TRIBUNNEWS.COM, MOSKOW - Seorang pria Inggris, yang bergabung ke Resimen Neo-Nazi 'Azov' di Mariupol, meminta bantuan London.
Rekaman permintaannya itu muncul di video yang diterbitkan jurnalis Rusia selama akhir pekan. Diidentifikasi sebagai John Harding, pria itu mengatakan dia akan “menghadapi hukuman mati.”
“Saya akan mengatakan kepada (Perdana Menteri Inggris) Boris Johnson, jika Anda dapat membantu, jika Anda dapat mempengaruhi Presiden (Ukraina) Zelensky, jika Anda dapat mempengaruhi presiden Republik Rakyat Donetsk (DPR), atau jika Anda dapat mempengaruhi (Rusia) Presiden (Vladimir) Putin, maka tolong lakukan,” kata Harding.
Klip itu diposting oleh seorang koresponden dengan penyiar Channel One Moskow, Marina Kim, di saluran Telegram-nya.
“Kehidupan orang tergantung pada ini. Jadi, jika Anda bisa, tolong, bantu,” tambah Harding di rekaman video itu seperti dikutip Russia Today, Selasa (19/7/2022).
Baca juga: Tentara Bayaran Asal Inggris Meninggal Dalam Tahanan, Sakit dan Stres Negaranya Tak Peduli
Baca juga: Tiga Tentara Bayaran Inggris dan Maroko Ini Segera Dieksekusi Jika Bandingnya Ditolak
Baca juga: Intel dan Tentara Bayaran Asing Berkeliaran di Moldova dan Transnistria
“Jika tidak, saya menghadapi hukuman mati. Teman-teman saya menghadapi hukuman mati,” lanjutnya.

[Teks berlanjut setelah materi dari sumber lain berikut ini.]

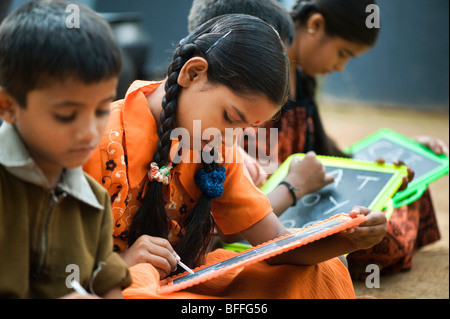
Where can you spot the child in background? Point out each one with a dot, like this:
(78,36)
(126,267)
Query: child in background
(327,34)
(231,72)
(56,86)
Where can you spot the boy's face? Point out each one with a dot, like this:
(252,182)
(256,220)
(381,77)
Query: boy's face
(62,123)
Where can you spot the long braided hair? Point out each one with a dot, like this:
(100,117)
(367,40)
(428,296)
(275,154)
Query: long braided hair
(250,59)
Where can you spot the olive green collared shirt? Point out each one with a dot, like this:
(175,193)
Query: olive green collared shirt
(50,236)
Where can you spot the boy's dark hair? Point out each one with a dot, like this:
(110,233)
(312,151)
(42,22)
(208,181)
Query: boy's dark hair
(271,11)
(246,55)
(343,18)
(37,48)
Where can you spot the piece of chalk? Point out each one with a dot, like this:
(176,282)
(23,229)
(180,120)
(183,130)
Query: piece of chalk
(78,288)
(185,267)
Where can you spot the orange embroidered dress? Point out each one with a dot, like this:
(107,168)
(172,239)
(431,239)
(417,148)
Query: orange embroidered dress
(121,163)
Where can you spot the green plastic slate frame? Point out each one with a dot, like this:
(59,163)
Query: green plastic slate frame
(380,201)
(383,201)
(418,185)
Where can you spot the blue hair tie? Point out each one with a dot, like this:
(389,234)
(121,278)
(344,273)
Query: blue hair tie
(211,183)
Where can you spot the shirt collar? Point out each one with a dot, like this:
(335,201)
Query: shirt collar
(17,161)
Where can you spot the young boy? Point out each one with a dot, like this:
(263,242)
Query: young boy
(58,76)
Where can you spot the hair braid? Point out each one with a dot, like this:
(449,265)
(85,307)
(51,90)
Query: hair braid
(151,218)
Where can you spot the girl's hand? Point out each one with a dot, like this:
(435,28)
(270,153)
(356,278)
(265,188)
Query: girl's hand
(434,144)
(307,175)
(368,233)
(155,251)
(406,179)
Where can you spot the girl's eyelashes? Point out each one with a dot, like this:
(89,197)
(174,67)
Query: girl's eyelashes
(64,118)
(102,112)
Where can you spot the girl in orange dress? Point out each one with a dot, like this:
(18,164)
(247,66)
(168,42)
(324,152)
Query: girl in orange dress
(168,193)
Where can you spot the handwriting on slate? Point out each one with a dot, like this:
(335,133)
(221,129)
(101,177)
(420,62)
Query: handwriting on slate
(312,199)
(332,199)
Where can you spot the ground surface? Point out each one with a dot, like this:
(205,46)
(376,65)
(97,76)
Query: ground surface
(429,276)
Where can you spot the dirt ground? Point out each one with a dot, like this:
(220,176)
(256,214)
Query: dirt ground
(429,276)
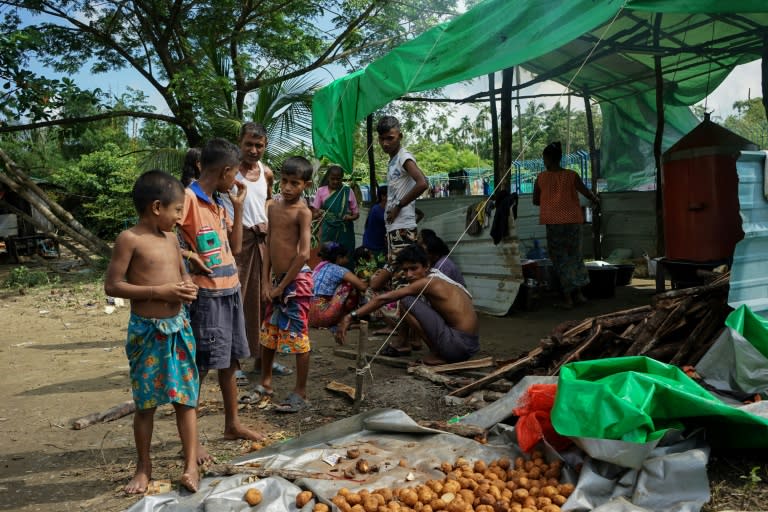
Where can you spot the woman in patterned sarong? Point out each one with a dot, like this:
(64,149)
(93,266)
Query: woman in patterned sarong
(336,287)
(336,205)
(556,193)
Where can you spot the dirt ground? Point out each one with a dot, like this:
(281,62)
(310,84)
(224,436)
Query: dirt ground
(62,358)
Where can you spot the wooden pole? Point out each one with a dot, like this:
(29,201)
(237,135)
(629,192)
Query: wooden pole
(764,69)
(494,129)
(660,246)
(521,156)
(371,160)
(594,163)
(362,341)
(505,159)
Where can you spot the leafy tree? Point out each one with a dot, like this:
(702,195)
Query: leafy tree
(749,121)
(99,187)
(204,58)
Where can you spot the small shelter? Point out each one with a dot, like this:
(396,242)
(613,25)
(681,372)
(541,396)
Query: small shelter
(644,61)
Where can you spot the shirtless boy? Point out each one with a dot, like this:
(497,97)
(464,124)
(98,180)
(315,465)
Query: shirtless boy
(287,283)
(446,321)
(211,239)
(146,267)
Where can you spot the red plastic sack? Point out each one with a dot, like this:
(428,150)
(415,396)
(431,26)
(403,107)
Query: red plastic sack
(534,422)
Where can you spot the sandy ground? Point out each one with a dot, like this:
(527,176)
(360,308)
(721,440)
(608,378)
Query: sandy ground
(62,358)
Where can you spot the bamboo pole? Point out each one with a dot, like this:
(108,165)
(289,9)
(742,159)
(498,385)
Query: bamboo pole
(362,341)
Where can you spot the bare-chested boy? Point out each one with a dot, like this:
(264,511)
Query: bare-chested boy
(146,267)
(211,240)
(287,283)
(446,321)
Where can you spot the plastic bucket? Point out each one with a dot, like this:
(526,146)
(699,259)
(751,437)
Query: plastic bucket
(602,282)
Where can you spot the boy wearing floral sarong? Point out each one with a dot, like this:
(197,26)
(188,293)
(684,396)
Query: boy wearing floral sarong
(147,268)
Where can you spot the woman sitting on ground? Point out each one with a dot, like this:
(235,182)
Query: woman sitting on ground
(335,286)
(438,252)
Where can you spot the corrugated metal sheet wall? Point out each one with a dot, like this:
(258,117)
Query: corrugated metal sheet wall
(749,274)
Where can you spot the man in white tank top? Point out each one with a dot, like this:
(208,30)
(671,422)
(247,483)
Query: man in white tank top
(258,179)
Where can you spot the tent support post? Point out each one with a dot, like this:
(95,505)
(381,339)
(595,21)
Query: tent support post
(594,164)
(505,160)
(764,69)
(660,246)
(373,195)
(494,129)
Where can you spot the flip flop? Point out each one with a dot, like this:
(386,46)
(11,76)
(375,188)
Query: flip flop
(293,403)
(241,378)
(277,369)
(391,351)
(256,396)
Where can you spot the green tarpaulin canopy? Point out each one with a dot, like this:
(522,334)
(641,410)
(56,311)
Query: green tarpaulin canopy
(636,399)
(700,41)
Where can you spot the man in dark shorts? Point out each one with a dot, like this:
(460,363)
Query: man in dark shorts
(437,308)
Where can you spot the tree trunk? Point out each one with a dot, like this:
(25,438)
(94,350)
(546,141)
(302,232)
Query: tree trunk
(19,183)
(83,256)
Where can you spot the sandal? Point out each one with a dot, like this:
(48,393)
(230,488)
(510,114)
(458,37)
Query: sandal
(292,404)
(277,369)
(241,378)
(391,351)
(256,396)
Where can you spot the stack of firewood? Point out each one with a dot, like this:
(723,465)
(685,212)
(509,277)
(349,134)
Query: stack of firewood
(678,327)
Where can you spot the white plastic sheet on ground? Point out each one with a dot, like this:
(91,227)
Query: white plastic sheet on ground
(733,363)
(670,476)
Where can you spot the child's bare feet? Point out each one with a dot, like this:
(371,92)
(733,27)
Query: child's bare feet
(202,455)
(238,431)
(140,480)
(190,479)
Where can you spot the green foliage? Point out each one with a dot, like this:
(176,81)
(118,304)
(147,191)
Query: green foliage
(22,277)
(100,185)
(749,121)
(752,478)
(206,59)
(443,158)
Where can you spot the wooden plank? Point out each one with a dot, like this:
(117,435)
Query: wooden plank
(395,362)
(497,374)
(339,387)
(484,362)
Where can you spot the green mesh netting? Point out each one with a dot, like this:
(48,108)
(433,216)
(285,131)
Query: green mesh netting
(700,42)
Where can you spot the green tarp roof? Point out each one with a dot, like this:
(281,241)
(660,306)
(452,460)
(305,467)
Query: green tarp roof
(601,47)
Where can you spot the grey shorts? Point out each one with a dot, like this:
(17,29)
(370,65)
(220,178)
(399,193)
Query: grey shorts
(219,329)
(451,344)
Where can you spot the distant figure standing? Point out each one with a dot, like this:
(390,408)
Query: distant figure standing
(405,183)
(146,267)
(555,191)
(375,234)
(336,204)
(191,170)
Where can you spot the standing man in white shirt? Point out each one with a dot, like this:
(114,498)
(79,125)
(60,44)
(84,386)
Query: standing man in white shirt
(258,179)
(405,183)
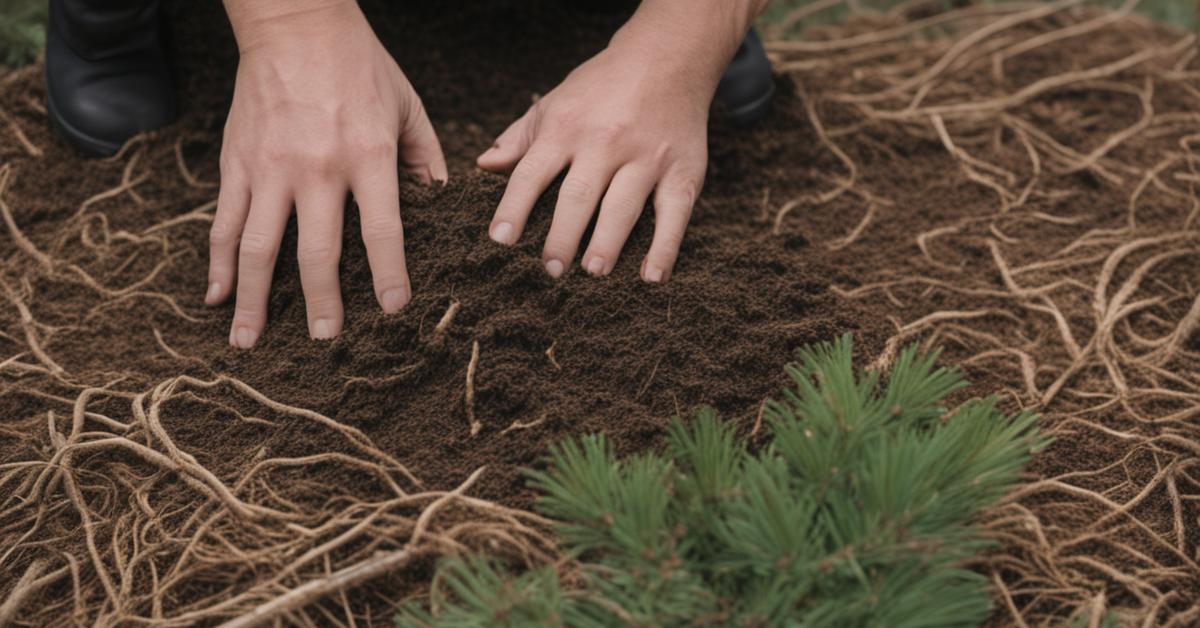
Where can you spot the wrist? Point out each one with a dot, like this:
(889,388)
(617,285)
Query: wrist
(265,23)
(690,39)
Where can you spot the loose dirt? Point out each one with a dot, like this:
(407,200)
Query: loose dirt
(1023,191)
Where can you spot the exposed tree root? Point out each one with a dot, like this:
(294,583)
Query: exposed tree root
(1098,334)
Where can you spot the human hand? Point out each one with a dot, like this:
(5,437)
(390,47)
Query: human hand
(319,108)
(630,121)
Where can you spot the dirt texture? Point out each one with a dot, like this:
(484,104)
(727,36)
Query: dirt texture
(1015,183)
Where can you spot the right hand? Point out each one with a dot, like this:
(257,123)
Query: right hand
(319,108)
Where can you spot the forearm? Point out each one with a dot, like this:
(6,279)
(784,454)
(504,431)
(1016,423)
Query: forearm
(701,34)
(261,22)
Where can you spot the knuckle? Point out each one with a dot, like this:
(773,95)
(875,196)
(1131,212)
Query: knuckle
(257,249)
(528,169)
(221,234)
(317,255)
(612,132)
(382,229)
(576,189)
(625,207)
(377,151)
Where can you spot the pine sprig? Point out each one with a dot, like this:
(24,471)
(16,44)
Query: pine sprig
(858,513)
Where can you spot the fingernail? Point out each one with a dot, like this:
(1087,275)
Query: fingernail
(394,299)
(323,329)
(595,265)
(214,289)
(502,232)
(245,338)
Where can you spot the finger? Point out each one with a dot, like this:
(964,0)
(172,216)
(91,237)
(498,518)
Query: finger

Teman dan keluarga Harding di Inggris mengkonfirmasi kepada BBC, benar di rekaman video itu kerabatnya. Kantor Luar Negeri Inggris mengatakan kepada media Inggris ereka "prihatin" dengan penahanannya.
Beberapa media besar Inggris seperti BBC dan Guardian mengidentifikasi Harding hanya sebagai seorang pria "berusia 50-an dan berasal dari Sunderland," Inggris utara.
Beberapa laporan media lain – baik di outlet berita Rusia dan berbahasa Inggris – menunjukkan dia seorang veteran Perang Falklands berusia 59 tahun, yang juga memerangi Negara Islam (IS, mantan ISIS) di Suriah bersama dengan Kurdi.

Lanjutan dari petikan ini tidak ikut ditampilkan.